LOUISVILLE, Ky. (AP) — After a long, bumpy ride, production of RVs has just about returned to where it was before the Great Recession put sales in the slow lane.
Overall recreational vehicle shipments from manufacturers to dealers — a key measure of consumer demand — are expected to increase 3.5 percent to 369,100 units in 2015, the Recreation Vehicle Industry Association said Tuesday at the start of an industry trade show in Louisville.
Shipments are up for all kinds of RVs, from less-expensive towable ones to stand-alone motor homes, it said.
And the industry expects to ride the momentum into 2016, when total wholesale shipments are projected to reach 375,100. That would be the highest total since the pre-recessionary boom times a decade ago.
“We’ve come all the way back from the recession low to recover all that ground,” RVIA spokesman Kevin Broom said.
Shipments swelled to 384,400 RVs in 2005 and 390,500 in 2006, and were still strong at 353,400 units in 2007, the last year before sales tanked along with the economy. During the recession, sales plunged, plants closed and thousands of jobs were cut as orders for RVs dropped to their worse level in decades. Shipments sank to 165,700 in 2009, but have steadily risen every year since then.
An improved economy, access to credit and pent-up consumer demand have helped fuel the industry’s comeback, the industry said. The plunge in fuel prices has reinforced its upbeat forecast that more Americans will want to hit the open road in the traveling homes.

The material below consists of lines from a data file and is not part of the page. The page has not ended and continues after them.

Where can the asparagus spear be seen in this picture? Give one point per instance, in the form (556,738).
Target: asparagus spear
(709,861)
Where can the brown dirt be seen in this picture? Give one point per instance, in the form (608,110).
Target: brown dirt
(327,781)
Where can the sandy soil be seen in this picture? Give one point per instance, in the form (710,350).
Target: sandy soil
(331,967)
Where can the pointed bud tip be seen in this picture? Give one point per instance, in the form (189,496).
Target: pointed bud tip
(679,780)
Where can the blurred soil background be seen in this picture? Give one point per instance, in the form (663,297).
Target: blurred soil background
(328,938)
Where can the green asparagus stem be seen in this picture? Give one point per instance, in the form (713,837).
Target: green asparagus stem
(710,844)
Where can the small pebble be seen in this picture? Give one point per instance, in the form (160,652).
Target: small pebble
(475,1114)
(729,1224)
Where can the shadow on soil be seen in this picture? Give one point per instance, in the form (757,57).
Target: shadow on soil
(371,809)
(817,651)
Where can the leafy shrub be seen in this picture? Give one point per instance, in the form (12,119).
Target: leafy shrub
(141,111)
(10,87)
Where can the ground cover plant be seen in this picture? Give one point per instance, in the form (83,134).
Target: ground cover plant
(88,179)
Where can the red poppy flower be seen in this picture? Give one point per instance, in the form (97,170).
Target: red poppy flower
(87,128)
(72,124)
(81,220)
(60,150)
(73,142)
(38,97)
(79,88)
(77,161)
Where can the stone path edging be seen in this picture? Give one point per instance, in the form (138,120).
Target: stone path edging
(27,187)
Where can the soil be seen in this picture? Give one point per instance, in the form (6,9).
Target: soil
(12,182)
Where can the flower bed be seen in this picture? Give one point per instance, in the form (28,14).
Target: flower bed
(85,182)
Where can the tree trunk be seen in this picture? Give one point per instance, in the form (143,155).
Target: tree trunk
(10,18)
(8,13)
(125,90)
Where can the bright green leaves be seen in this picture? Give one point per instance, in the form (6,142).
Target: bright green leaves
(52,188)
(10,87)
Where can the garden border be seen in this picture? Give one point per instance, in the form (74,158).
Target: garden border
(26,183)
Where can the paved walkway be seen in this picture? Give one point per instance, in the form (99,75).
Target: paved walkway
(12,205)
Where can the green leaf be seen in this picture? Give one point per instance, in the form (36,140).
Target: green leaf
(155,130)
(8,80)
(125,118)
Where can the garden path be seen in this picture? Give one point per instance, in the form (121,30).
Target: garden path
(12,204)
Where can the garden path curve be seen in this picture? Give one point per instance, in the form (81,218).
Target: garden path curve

“I really don’t see an end in sight,” said Derald Bontrager, president and CEO of RV manufacturer Jayco Inc. “The demographics are all in our favor.”
Indiana-based Jayco has expanded production space and added several hundred workers to keep pace with accelerating demand, Bontrager said. The company predicts its shipments will rise about 12 percent this year, with growth of at least 8 percent to 10 percent forecast for 2016, he said.
Dealers are reaping the benefits as well, after struggling a few years ago to clear inventory clogged by tepid sales.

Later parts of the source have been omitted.